Ça n’a pas traîné : paquetage, armement, formation définitive du bataillon, tir, et direction la R.C.6., la route coloniale de Hoa Binh.
Le « Grand Soleil » nous a fait un beau discours d’où il ressortait qu’il espérait nous ramener en France en parfaite santé. Le lendemain, boum ! Obus de mortier : un mort, sept ou huit blessés. Salaud de menteur ! Paraît que c’est notre faute ! Celui qui veut survivre doit toujours faire son trou. Ça porte bonheur, les trous. C’est notre Sécurité Sociale. Nous ne sommes plus des paras, nous devenons bataillon de sapeurs… Cause toujours, beau merle ! Moi, je creuse. Je tiens à rentrer en France. In petum, je gueule que j’aime mieux montrer mes fesses que ma tête.
La deuxième règle de survie consiste à respecter les distances avec ses proches voisins, because danger possible. Ça varie entre trois et dix mètres.
Cette partie de la R.C.6. où nous avons échoué est une vallée lugubre à souhait. En cette saison : brouillard et crachin. Putains de pays tropicaux ! Je rigolais parce que dans le paquetage il y avait un pull-over ; je ne ris plus, je caille.
On saute des camions et, cinq cents mètres plus loin, on s’installe provisoirement. Sur quoi, tir de mortier visant la 5e compagnie. Un gradé se couche dans l’herbe à quelques pas de moi. Un ruisseau m’épargne de creuser mon trou et, comme j’ai idée que les gradés meurent moins souvent que nous, je reste à côté du mien. Mauvaise inspiration ! Il m’aperçoit et m’envoie garder le dépôt de vivres et de munitions de la compagnie, au poste de Mô Ton, à trois cents mètres en arrière, juste au-dessus de la route.
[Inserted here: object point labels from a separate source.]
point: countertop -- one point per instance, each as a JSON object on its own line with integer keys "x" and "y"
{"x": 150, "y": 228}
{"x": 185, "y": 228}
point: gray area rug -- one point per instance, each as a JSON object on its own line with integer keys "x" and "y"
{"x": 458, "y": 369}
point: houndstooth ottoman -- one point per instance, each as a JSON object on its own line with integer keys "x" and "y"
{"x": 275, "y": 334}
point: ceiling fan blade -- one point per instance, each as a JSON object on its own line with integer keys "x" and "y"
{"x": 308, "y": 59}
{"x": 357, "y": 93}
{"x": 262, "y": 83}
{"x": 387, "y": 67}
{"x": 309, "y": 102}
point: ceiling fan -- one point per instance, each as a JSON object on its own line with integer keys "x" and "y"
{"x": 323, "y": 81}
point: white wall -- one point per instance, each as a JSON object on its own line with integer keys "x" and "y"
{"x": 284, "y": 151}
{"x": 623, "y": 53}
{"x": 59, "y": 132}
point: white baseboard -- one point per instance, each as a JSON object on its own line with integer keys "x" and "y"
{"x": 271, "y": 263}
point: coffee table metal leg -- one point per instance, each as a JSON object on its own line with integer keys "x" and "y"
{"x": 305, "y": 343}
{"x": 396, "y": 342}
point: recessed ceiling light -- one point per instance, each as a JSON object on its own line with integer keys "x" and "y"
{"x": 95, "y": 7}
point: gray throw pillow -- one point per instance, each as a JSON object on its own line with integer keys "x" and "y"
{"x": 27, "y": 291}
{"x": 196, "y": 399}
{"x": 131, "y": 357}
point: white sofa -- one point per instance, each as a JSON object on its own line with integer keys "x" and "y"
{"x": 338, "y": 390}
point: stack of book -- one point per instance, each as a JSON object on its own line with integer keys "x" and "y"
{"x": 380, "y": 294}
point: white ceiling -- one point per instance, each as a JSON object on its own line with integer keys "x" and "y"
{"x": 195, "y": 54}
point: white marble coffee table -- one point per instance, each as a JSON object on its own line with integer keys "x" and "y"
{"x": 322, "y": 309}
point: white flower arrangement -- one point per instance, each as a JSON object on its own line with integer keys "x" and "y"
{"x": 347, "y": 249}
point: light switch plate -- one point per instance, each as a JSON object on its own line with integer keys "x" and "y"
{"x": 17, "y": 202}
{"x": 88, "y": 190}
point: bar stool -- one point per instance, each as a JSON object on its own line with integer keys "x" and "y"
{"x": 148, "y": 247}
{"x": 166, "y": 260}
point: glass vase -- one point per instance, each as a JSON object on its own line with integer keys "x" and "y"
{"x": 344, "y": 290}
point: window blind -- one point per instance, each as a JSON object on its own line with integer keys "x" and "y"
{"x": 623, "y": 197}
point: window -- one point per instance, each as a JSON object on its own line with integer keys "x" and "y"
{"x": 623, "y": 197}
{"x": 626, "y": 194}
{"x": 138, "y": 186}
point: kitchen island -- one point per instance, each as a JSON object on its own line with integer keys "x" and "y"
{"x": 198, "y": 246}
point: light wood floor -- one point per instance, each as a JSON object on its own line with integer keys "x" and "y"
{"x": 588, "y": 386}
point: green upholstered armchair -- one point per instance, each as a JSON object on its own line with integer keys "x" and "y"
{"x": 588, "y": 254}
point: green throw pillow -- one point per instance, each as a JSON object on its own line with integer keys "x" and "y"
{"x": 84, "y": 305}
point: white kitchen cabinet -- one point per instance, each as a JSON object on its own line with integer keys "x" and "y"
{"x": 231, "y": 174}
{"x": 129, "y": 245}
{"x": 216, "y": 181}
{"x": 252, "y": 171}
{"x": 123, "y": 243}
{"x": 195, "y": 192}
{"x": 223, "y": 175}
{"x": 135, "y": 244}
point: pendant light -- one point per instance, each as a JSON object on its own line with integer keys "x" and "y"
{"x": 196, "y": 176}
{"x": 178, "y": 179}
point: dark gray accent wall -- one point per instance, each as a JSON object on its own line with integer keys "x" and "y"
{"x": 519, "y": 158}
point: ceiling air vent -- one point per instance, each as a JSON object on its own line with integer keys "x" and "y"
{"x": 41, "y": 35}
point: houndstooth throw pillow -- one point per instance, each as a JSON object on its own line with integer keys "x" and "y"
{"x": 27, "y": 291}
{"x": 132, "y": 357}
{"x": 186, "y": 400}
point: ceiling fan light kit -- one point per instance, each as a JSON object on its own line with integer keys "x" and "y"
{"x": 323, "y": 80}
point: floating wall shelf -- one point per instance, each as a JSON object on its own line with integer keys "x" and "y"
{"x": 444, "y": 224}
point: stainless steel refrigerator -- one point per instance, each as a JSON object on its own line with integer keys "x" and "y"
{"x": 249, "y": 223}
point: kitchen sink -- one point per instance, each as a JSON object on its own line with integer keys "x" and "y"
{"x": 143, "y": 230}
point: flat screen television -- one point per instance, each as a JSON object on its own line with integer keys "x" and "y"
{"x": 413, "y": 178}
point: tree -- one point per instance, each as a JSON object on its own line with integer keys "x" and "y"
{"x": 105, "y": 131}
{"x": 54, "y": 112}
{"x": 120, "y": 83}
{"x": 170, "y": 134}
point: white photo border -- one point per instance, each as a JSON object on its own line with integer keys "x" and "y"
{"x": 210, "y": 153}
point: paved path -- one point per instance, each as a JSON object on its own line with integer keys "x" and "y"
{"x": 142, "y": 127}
Là-haut seulement, j’apprends les raisons de tout le remue-ménage. C’est la retraite de Hoa Binh ; le bataillon protège la route et ne décrochera que lorsque tout le reste des forces sera évacué. Avec nous, une section de Sénégalais attend l’ordre de déménager.
Le dépôt que je garde s’élève sur la place d’armes, à côté d’une dizaine de fûts d’essence. Un poste de radio débite à plein tube sa friture et semble statufier les gars qui écoutent, juchés sur leurs chars alentour. Ça sent la tragédie. Je m’efforce d’écouter. Que dalle ! Je ne suis pourtant pas sourdingue, mais j’ai besoin de m’habituer à saisir les paroles au milieu du vacarme, et ce n’est pas rien !
Tout à coup, ça y est. Le haut-parleur diffuse des appels au secours et l’agonie de quelques gars dans un poste voisin. La frousse tombe sur moi comme la vérole sur le bas clergé breton. La plus terrible des frousses, celle qui paralyse les jambes et le cerveau, celle de la nausée de l’existence, du chaos de la vie. Je ne tremble pas, mais ça va venir. J’essaie d’avoir l’air de m’en foutre, comme si moi, para, j’étais loin des contingences, et je vais m’asseoir près des munitions.